Translated by Guoying Stacy Zhang
The Gelug tradition, also referred to as the “Yellow Hat Tradition”, founded by Tsongkhapa, played a very important role in the history of China since the 17th century. In 1645, Güshi Khan, ruler of the Mongolian Khoshut Khanate, bestowed the title “Panchen Bogd” on Losang Chökyi Gyaltsen (Blo bzang chos kyi rgyal mtshan, 1570–1662), known as the 4th Panchen Lama today – an event that marked the beginning of the Panchen (Paṇ chen) title. In 1713, the Kangxi Emperor of the Qing dynasty conferred on the 5th Panchen Lama Lobsang Yeshe (Blo bzang ye shes, 1663-1737) the title “Panchen Erdeni” (Paṇ chen er te ni), together with an imperial edict written in gold and a gold seal, which symbolised that the reincarnation lineage was officially recognised by the Qing court. Tibetan historians of later generations traced the first to third Panchen Lamas.

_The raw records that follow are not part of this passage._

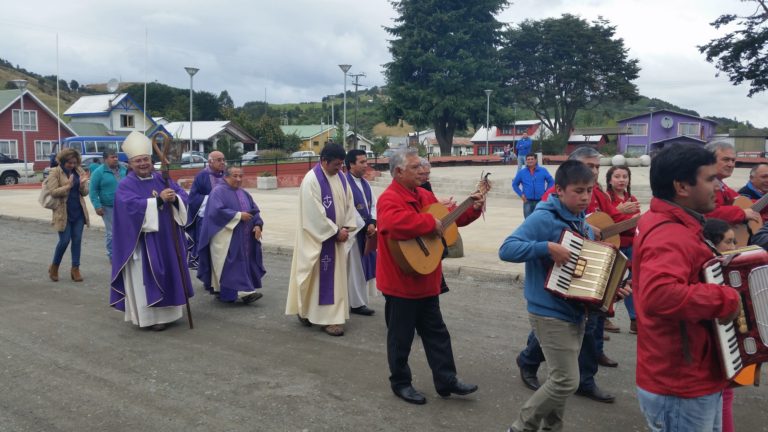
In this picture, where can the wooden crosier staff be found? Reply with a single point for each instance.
(163, 155)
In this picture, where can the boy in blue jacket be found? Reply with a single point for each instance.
(558, 323)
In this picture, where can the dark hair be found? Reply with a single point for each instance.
(715, 229)
(677, 162)
(352, 157)
(332, 152)
(573, 172)
(609, 174)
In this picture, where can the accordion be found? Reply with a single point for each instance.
(591, 276)
(745, 341)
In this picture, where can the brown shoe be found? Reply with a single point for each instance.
(75, 273)
(334, 330)
(53, 272)
(611, 327)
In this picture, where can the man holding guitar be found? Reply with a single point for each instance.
(412, 297)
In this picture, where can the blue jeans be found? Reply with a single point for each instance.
(532, 356)
(72, 232)
(109, 213)
(673, 414)
(528, 207)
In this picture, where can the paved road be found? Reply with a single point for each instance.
(69, 362)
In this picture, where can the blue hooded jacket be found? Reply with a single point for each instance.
(529, 244)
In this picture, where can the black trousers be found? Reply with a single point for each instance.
(404, 316)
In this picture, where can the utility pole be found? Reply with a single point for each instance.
(357, 101)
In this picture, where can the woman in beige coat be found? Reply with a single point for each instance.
(68, 183)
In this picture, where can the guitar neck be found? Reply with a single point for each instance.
(619, 227)
(451, 217)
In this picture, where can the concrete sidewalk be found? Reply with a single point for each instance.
(481, 239)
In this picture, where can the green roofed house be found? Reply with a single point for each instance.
(313, 137)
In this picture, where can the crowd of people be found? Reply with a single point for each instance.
(346, 251)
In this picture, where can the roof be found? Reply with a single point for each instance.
(668, 112)
(9, 97)
(307, 131)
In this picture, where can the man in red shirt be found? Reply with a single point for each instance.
(725, 156)
(412, 300)
(679, 374)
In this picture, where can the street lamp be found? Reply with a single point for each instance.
(487, 119)
(22, 86)
(345, 69)
(191, 71)
(650, 125)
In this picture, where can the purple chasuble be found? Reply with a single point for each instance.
(363, 200)
(328, 249)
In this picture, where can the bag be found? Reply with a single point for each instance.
(46, 199)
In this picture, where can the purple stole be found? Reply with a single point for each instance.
(363, 207)
(328, 249)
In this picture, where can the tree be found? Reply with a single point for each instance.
(444, 54)
(742, 53)
(557, 66)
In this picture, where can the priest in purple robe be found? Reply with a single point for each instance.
(148, 284)
(207, 179)
(231, 262)
(361, 276)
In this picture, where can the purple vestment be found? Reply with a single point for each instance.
(243, 267)
(160, 267)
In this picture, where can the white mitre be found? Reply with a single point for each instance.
(137, 144)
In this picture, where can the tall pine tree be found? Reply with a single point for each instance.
(444, 55)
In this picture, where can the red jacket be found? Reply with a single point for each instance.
(627, 236)
(668, 257)
(724, 208)
(399, 217)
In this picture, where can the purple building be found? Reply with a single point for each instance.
(666, 127)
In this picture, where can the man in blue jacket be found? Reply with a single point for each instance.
(559, 324)
(104, 180)
(535, 180)
(523, 148)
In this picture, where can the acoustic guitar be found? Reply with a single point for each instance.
(609, 230)
(422, 255)
(744, 230)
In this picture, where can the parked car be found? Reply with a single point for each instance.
(88, 162)
(188, 160)
(303, 154)
(249, 157)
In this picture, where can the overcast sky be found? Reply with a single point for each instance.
(292, 48)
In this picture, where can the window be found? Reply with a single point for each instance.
(9, 148)
(30, 120)
(638, 129)
(688, 129)
(126, 121)
(43, 150)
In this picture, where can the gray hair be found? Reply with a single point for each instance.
(397, 160)
(584, 153)
(714, 146)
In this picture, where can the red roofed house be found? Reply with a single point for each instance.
(40, 124)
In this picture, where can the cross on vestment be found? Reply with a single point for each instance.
(326, 260)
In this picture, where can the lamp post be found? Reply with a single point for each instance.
(191, 71)
(22, 86)
(345, 69)
(650, 125)
(487, 119)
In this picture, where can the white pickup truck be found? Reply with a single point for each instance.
(12, 169)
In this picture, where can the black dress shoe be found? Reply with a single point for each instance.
(363, 310)
(410, 395)
(458, 388)
(604, 360)
(597, 395)
(528, 375)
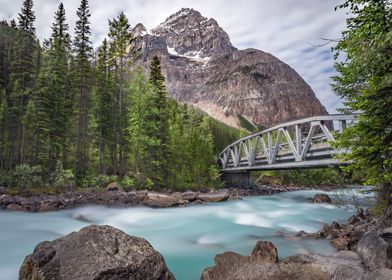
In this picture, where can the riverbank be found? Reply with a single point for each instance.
(364, 246)
(187, 237)
(115, 196)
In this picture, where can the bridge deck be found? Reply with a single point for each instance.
(299, 144)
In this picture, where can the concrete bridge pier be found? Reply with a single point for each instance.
(240, 179)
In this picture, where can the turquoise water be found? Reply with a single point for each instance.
(188, 237)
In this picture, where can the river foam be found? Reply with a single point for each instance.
(189, 237)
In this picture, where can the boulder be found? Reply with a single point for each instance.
(379, 274)
(321, 198)
(161, 200)
(346, 272)
(114, 186)
(265, 251)
(386, 220)
(354, 219)
(341, 243)
(190, 196)
(217, 196)
(95, 252)
(50, 204)
(261, 265)
(375, 251)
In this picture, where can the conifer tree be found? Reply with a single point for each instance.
(159, 153)
(120, 38)
(140, 124)
(23, 71)
(83, 84)
(54, 94)
(103, 100)
(27, 17)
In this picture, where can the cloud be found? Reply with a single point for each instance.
(285, 28)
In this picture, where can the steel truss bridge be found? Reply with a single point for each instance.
(304, 143)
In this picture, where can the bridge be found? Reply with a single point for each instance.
(299, 144)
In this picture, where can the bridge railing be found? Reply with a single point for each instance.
(296, 144)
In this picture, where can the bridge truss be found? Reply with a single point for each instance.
(303, 143)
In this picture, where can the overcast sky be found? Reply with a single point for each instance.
(285, 28)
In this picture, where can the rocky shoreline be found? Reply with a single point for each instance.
(104, 252)
(115, 196)
(364, 247)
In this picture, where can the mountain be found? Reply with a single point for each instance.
(203, 68)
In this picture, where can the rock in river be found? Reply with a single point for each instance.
(321, 198)
(217, 196)
(95, 252)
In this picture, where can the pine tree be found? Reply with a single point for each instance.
(54, 94)
(22, 74)
(364, 81)
(140, 124)
(27, 17)
(83, 73)
(103, 100)
(120, 38)
(159, 153)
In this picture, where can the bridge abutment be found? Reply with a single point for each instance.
(241, 179)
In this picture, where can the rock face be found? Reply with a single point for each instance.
(376, 250)
(95, 252)
(321, 198)
(203, 68)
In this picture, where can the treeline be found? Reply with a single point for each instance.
(71, 116)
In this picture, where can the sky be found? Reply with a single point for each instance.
(290, 30)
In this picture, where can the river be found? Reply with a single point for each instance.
(187, 237)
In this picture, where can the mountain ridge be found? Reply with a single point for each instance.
(204, 69)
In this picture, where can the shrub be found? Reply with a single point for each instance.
(26, 176)
(62, 178)
(99, 182)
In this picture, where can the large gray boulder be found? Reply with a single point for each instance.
(95, 252)
(262, 264)
(375, 251)
(216, 196)
(321, 198)
(162, 200)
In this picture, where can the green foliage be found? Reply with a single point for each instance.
(99, 182)
(223, 134)
(191, 149)
(83, 84)
(365, 82)
(27, 17)
(62, 178)
(244, 123)
(26, 176)
(64, 109)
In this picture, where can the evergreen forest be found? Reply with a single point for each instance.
(73, 116)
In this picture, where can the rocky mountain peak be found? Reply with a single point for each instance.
(139, 30)
(187, 32)
(238, 87)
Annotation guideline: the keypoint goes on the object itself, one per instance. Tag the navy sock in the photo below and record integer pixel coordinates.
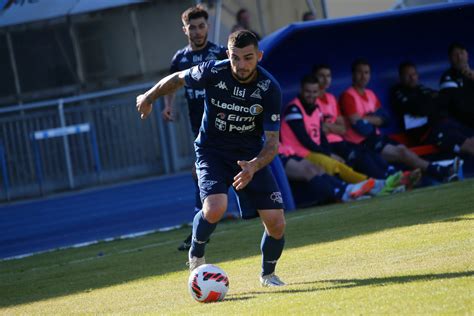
(197, 196)
(271, 252)
(202, 230)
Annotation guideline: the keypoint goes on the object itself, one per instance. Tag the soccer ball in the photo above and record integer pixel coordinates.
(208, 283)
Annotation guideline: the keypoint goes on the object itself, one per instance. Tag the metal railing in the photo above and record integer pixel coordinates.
(128, 147)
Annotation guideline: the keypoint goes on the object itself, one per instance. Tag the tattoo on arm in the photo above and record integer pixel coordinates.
(167, 85)
(269, 150)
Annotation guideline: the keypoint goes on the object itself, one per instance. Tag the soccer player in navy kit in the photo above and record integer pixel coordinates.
(199, 49)
(242, 105)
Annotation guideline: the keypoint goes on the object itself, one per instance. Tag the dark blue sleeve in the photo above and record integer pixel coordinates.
(223, 53)
(271, 107)
(174, 63)
(196, 77)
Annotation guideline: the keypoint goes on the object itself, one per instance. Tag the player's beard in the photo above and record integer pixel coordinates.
(200, 45)
(246, 78)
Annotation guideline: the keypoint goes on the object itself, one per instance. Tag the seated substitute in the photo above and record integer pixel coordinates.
(364, 115)
(312, 186)
(359, 157)
(457, 83)
(301, 130)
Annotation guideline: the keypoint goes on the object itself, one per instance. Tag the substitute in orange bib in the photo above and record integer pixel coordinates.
(364, 115)
(358, 157)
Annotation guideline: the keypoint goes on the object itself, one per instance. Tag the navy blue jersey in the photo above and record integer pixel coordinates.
(186, 58)
(235, 114)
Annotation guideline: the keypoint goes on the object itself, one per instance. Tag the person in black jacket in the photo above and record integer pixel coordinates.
(457, 83)
(424, 114)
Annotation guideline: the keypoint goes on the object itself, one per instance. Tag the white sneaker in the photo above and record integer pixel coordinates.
(195, 262)
(270, 280)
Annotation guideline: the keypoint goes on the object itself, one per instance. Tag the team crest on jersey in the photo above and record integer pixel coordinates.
(221, 85)
(215, 70)
(220, 124)
(276, 197)
(211, 56)
(256, 109)
(207, 184)
(256, 94)
(264, 84)
(196, 73)
(239, 92)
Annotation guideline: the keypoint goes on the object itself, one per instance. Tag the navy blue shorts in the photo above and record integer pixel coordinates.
(378, 142)
(284, 159)
(216, 172)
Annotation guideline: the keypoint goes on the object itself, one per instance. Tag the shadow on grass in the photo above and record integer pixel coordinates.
(333, 284)
(75, 271)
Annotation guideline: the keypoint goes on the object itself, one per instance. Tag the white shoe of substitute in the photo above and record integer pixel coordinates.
(270, 280)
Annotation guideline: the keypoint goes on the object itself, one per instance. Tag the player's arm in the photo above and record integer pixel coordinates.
(338, 127)
(266, 155)
(168, 111)
(167, 85)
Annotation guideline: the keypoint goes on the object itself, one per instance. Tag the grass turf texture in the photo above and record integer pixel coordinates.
(404, 254)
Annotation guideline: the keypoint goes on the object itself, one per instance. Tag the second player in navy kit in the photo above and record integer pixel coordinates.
(237, 140)
(198, 50)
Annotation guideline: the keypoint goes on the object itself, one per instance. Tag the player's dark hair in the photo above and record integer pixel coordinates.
(195, 12)
(358, 62)
(309, 78)
(239, 14)
(404, 65)
(318, 67)
(307, 16)
(455, 45)
(242, 38)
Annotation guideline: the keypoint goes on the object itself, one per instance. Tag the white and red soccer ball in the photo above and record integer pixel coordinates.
(208, 283)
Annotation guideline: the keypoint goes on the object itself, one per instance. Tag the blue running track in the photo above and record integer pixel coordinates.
(62, 221)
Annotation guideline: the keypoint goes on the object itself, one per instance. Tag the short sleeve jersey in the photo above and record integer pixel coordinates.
(186, 58)
(235, 114)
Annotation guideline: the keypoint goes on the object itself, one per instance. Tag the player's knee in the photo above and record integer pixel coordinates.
(214, 210)
(276, 228)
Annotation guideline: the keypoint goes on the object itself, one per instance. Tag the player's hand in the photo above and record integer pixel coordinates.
(338, 158)
(167, 113)
(245, 176)
(144, 106)
(467, 72)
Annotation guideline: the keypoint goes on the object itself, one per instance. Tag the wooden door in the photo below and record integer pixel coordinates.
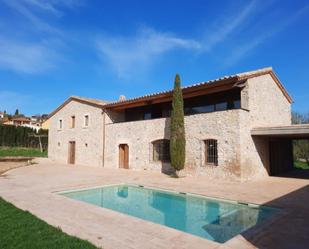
(281, 156)
(71, 156)
(123, 156)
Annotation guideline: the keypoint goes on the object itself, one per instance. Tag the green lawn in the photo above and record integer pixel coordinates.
(21, 229)
(301, 165)
(19, 151)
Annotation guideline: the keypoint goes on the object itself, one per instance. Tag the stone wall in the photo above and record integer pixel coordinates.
(267, 106)
(89, 140)
(139, 135)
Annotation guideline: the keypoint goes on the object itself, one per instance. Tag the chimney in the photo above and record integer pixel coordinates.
(122, 98)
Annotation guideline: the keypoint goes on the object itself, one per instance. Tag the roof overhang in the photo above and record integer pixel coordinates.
(187, 92)
(292, 131)
(92, 102)
(212, 86)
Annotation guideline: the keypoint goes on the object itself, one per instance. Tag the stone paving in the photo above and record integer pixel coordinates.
(33, 188)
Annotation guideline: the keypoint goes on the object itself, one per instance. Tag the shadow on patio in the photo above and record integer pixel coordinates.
(290, 231)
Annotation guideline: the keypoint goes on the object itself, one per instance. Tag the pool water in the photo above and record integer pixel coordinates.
(208, 218)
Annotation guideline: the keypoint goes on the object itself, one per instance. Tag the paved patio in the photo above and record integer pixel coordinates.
(32, 188)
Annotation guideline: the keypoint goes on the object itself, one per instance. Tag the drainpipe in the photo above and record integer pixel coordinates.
(103, 152)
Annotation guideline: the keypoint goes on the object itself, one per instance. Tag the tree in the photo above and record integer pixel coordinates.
(177, 139)
(300, 147)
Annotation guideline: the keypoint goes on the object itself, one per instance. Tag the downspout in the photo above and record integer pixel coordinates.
(103, 152)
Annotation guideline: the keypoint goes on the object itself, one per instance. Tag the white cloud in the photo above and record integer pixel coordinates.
(127, 53)
(231, 24)
(30, 58)
(244, 49)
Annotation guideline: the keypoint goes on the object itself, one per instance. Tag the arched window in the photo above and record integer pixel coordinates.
(161, 150)
(211, 151)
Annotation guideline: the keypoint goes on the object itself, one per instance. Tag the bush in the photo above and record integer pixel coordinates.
(12, 136)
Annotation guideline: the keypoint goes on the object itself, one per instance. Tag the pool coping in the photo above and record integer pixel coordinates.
(252, 233)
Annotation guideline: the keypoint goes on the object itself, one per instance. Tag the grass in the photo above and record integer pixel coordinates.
(21, 229)
(20, 151)
(301, 165)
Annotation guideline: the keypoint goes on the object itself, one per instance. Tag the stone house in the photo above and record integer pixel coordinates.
(221, 116)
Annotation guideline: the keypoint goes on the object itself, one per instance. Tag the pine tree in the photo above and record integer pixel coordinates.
(177, 140)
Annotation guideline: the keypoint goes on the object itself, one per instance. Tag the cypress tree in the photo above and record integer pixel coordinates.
(177, 140)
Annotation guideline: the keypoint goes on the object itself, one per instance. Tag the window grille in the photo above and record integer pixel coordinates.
(211, 151)
(86, 120)
(161, 150)
(73, 122)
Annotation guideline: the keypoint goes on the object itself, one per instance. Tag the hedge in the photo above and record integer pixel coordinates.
(12, 136)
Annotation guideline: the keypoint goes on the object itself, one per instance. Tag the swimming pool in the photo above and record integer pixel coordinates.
(209, 218)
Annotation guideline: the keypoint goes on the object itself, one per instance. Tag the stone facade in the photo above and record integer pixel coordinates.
(240, 156)
(140, 135)
(267, 106)
(89, 140)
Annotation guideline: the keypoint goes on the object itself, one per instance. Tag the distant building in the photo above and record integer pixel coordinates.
(25, 122)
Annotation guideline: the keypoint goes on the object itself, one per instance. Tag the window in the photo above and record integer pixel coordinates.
(86, 120)
(60, 124)
(211, 151)
(161, 150)
(73, 122)
(221, 106)
(147, 115)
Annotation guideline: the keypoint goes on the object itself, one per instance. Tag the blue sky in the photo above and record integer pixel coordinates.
(52, 49)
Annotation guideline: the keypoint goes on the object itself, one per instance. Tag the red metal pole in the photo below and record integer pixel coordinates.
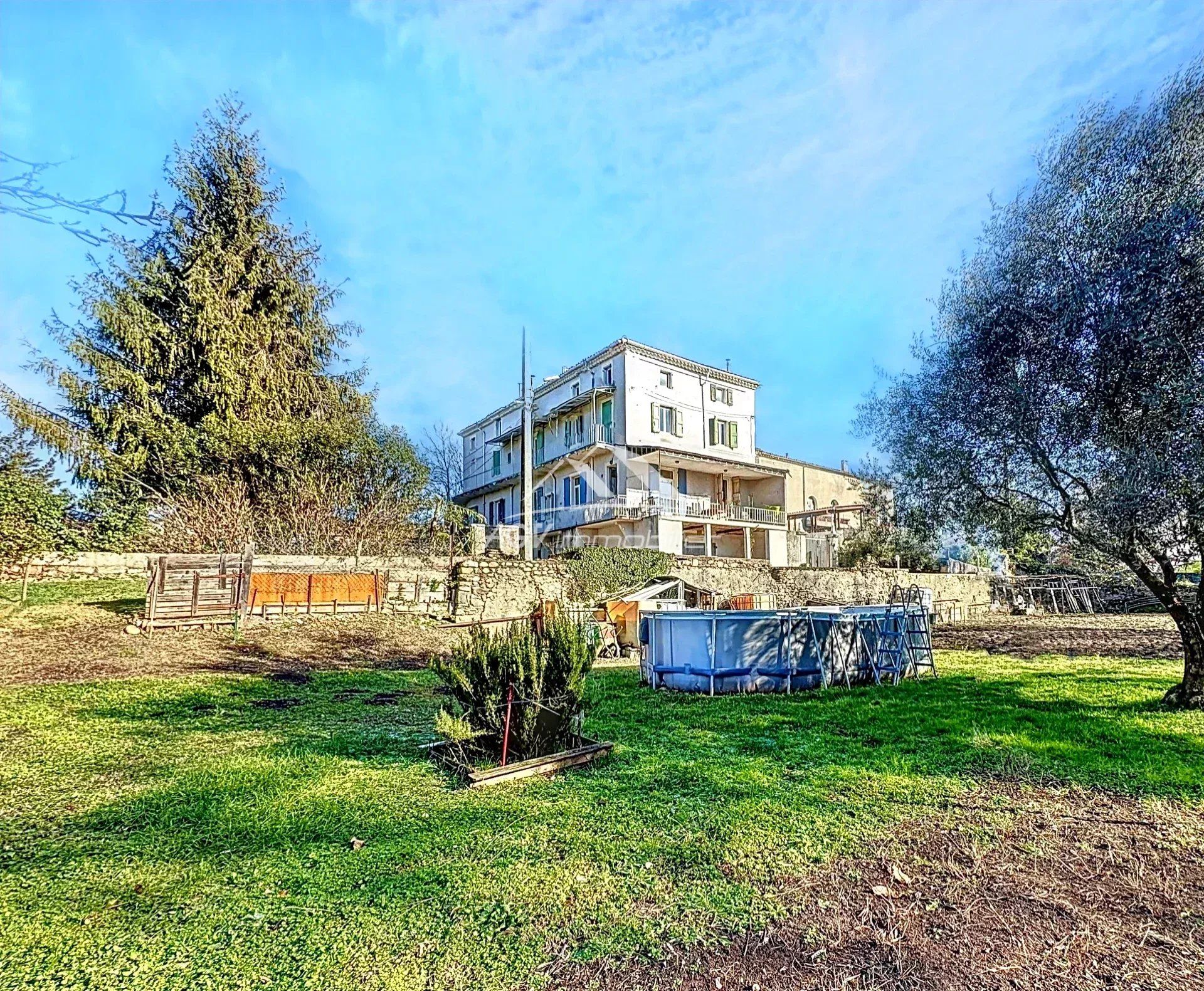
(506, 730)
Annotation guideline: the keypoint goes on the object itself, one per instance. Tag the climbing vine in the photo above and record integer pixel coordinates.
(596, 572)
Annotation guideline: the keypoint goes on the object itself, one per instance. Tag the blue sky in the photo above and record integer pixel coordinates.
(778, 184)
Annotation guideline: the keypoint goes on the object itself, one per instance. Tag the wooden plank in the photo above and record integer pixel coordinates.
(153, 592)
(248, 563)
(548, 765)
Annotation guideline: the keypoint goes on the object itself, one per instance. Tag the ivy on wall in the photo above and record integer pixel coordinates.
(595, 572)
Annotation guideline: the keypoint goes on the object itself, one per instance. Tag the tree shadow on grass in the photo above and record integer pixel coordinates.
(331, 766)
(125, 607)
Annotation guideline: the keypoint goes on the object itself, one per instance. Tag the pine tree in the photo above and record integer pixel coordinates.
(208, 353)
(33, 507)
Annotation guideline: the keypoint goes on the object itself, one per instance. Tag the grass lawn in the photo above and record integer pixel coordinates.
(60, 602)
(171, 834)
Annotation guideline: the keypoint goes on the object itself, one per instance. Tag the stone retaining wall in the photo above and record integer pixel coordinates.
(494, 587)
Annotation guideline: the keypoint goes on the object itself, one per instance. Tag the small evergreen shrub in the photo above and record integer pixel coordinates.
(547, 666)
(600, 571)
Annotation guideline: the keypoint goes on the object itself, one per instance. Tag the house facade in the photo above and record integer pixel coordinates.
(635, 447)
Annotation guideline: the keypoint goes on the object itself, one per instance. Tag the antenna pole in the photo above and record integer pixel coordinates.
(527, 528)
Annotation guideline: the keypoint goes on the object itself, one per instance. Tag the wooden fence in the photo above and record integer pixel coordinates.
(199, 589)
(192, 589)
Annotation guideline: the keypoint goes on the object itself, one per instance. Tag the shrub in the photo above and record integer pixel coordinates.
(546, 666)
(596, 572)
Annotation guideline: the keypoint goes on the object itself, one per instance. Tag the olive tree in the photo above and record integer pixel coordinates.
(1061, 389)
(33, 508)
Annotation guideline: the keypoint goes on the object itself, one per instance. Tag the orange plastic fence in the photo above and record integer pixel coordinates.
(312, 587)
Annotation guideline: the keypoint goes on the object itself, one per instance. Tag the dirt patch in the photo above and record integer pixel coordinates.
(387, 699)
(287, 651)
(277, 703)
(1069, 890)
(1113, 636)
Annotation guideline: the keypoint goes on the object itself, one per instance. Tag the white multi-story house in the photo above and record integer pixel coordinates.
(635, 447)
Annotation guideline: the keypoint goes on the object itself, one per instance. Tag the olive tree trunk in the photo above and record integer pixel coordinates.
(1190, 693)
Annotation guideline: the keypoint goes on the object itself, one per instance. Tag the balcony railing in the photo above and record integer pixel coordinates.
(574, 440)
(487, 476)
(640, 503)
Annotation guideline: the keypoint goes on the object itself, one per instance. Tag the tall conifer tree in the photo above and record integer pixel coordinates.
(209, 352)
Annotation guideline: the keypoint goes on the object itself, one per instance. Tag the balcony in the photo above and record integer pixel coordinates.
(576, 440)
(637, 505)
(705, 508)
(487, 476)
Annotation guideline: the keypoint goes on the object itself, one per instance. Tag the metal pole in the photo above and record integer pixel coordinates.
(506, 731)
(527, 523)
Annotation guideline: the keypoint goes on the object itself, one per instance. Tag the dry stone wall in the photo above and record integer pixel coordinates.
(494, 587)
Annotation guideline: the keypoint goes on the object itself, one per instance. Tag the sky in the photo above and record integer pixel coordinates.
(783, 186)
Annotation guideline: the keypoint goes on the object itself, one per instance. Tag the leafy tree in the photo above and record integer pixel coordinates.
(887, 536)
(1062, 388)
(33, 508)
(442, 453)
(208, 353)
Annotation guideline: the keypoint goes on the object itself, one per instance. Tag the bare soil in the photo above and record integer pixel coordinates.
(90, 643)
(1114, 636)
(1069, 890)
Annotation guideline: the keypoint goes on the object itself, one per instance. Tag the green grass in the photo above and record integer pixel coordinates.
(169, 834)
(120, 595)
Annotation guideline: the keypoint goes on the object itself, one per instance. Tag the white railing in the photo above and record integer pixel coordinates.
(576, 440)
(487, 477)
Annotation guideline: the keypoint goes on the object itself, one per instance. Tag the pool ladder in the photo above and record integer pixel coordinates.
(904, 639)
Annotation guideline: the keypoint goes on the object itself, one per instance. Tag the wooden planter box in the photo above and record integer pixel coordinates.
(551, 763)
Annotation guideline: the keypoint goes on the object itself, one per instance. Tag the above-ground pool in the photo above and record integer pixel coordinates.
(784, 649)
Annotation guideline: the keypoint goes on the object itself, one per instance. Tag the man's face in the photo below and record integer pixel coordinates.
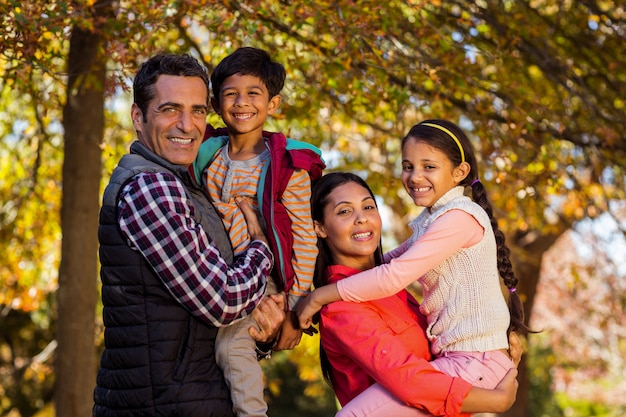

The Tashilhunpo Monastery was founded in 1447 by Gendun Drub (dGe 'dun grub, 1391–1474), a principal disciple of Tsongkhapa who was posthumously recognised as the 1st Dalai Lama. The monastery is located on the hillside of the Nyima Mountain at an altitude of 3,900 metres, overlooking the valley of the Nyang Qu (Myang chu) River. Having been expanded and developed over time, the architectural complex has an imposing presence. Since 1607 when the 4th Panchen Lama Losang Chökyi Gyaltsen acted as the head abbot, the Tashilhunpo Monastery has been the traditional seat of successive Panchen Lamas as well as the largest monastery in the Tsang (gTsang) region (1).
The year 2020 marks the 600th anniversary of the establishment of the Forbidden City, the 95th anniversary of the Palace Museum housed in the Forbidden City, and the 240th anniversary of the first visit of the 6th Panchen Lama Lobsang Palden Yeshe (Blo bzang dpal ldan ye shes, 1738-1780) to Beijing. The Palace Museum, the Cultural Relics Bureau of the Tibet Autonomous Region, and the Tashilhunpo Monastery joined hands and launched exhibition “Happiness and Longevity of Sumeru: An Encounter between the Tashilhunpo Monastery and the Forbidden City”. As far as the author is concerned, it was the first major exhibition worldwide on the themes of Panchen Lamas and Tashilhunpo Monastery.